Heart, Mouth and Feet

Back when I was first feeling the call to pastoral ministry (age 15-16), my then pastor, a dear saint named Monty McWhorter, assigned me a whole host of Scripture to memorize. It included the last few verses of this week’s text, Romans 10:5-15. I still remember verse 9 in the flowing phrases of the KJV, “That if thou shalt confess with thy mouth the Lord Jesus and believe in thine heart that God hath raised him from the dead, thou shalt be saved.”

Verse 9 in those days was often identified as part of the “Roman Road” to salvation, a list of verses from Romans leading a seeker from conviction of sin to the gift of God in Christ to this verse as the basis for an act of receiving Christ by speaking aloud and believing in one’s heart.

This evangelistic use of Romans 10:9, taken out of its wider context, helped fuel a widespread evangelical understanding that salvation and life in Christ was primarily an individual matter of just believing (and publicly acknolwedging that belief) in Jesus.
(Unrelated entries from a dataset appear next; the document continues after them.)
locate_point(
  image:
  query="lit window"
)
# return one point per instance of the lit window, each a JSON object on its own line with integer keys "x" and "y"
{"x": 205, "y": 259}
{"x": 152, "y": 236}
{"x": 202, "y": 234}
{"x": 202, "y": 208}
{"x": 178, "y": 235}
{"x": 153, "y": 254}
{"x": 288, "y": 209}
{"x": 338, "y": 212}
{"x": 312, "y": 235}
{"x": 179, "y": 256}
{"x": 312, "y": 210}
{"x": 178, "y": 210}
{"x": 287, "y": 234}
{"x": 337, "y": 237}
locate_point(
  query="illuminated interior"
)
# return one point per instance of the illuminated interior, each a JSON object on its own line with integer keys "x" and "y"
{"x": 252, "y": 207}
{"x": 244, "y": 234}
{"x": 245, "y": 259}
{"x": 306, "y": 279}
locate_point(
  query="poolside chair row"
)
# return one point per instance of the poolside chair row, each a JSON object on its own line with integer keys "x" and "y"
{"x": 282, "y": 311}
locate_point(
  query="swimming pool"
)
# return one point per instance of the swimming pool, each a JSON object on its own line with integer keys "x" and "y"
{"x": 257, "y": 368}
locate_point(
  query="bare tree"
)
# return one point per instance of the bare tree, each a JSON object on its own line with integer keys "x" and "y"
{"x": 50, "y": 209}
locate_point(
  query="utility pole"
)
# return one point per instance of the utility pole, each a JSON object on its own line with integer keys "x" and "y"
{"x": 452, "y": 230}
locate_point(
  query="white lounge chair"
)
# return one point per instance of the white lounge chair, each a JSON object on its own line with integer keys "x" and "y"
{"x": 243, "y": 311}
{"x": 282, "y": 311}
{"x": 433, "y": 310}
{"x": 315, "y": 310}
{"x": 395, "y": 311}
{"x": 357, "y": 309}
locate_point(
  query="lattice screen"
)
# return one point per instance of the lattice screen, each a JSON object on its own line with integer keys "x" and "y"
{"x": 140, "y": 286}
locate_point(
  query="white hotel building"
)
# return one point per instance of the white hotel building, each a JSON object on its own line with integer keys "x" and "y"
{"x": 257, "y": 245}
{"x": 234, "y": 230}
That understanding was particularly encouraged by a superficial reading of the preceding verses 5-8. Verses 5 appears to contrast Moses in Leviticus 18:5 calling for salvation by doing the works of the law with verse 6-8 suggesting something more of a professed heart religion, i.e., faith.

But once you realize that verses 6-8 are an extended paraphrase of more words from Moses (in Deuteronomy 30:12-14), it’s not so easy to see the text as pitting Old Testament works religion against New Testament salvation through faith. Paul understands Moses in Deuteronomy 30 to be saying what he himself is saying, that the Law is in fact being done now by those who are renewed and regenerated by receiving the “word” in heart and mouth by faith in Jesus Christ. So there is a continuity with Old Testament religion rather than a disjunct.
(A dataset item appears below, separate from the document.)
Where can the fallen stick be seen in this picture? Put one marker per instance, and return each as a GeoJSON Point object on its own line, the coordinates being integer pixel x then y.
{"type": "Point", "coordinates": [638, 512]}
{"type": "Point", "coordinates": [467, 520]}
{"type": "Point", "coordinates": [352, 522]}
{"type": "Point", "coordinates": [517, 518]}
Thus once again those who want to imagine that Paul completely eschews any notion of good works as part of salvation are hard pressed. Faith in Christ is an active, working faith. Faith is a kind of obedience, as the catch phrase of the book in Romans 1:5 and 16:26 makes clear. No, we don’t earn our salvation, but neither do we “just believe” in order to be saved. We confess that Jesus is Lord and begin to live out His lordship in our lives.

One of the ways Paul experienced Jesus’ lordship and was obedient was in his own calling to share the Gospel with the Gentiles. As a young person experiencing the first stirrings of a call to preach, I resonated with Paul’s appropriation of Isaiah 52:7 in Romans 10:15, “How beautiful are the feet of those who bring good news!” It seemed a passage I might claim for myself if God was truly sending me to share the Good News as a pastor. And my heart is still stirred by that text set to Handel’s gorgeous music in his “Messiah.”

Yet that promise of beautiful feet is not exclusive to professional preachers. And the progressive questions of verse 14 and 15 are a call to every Christian to bring the good news to those who haven’t heard and have not yet had the opportunity to hear, believe, obey and live in Christ.

So feet and mouth, which we usually try to keep apart, come together here as the active means of expressing the faith which God has placed in our hearts through Christ Jesus.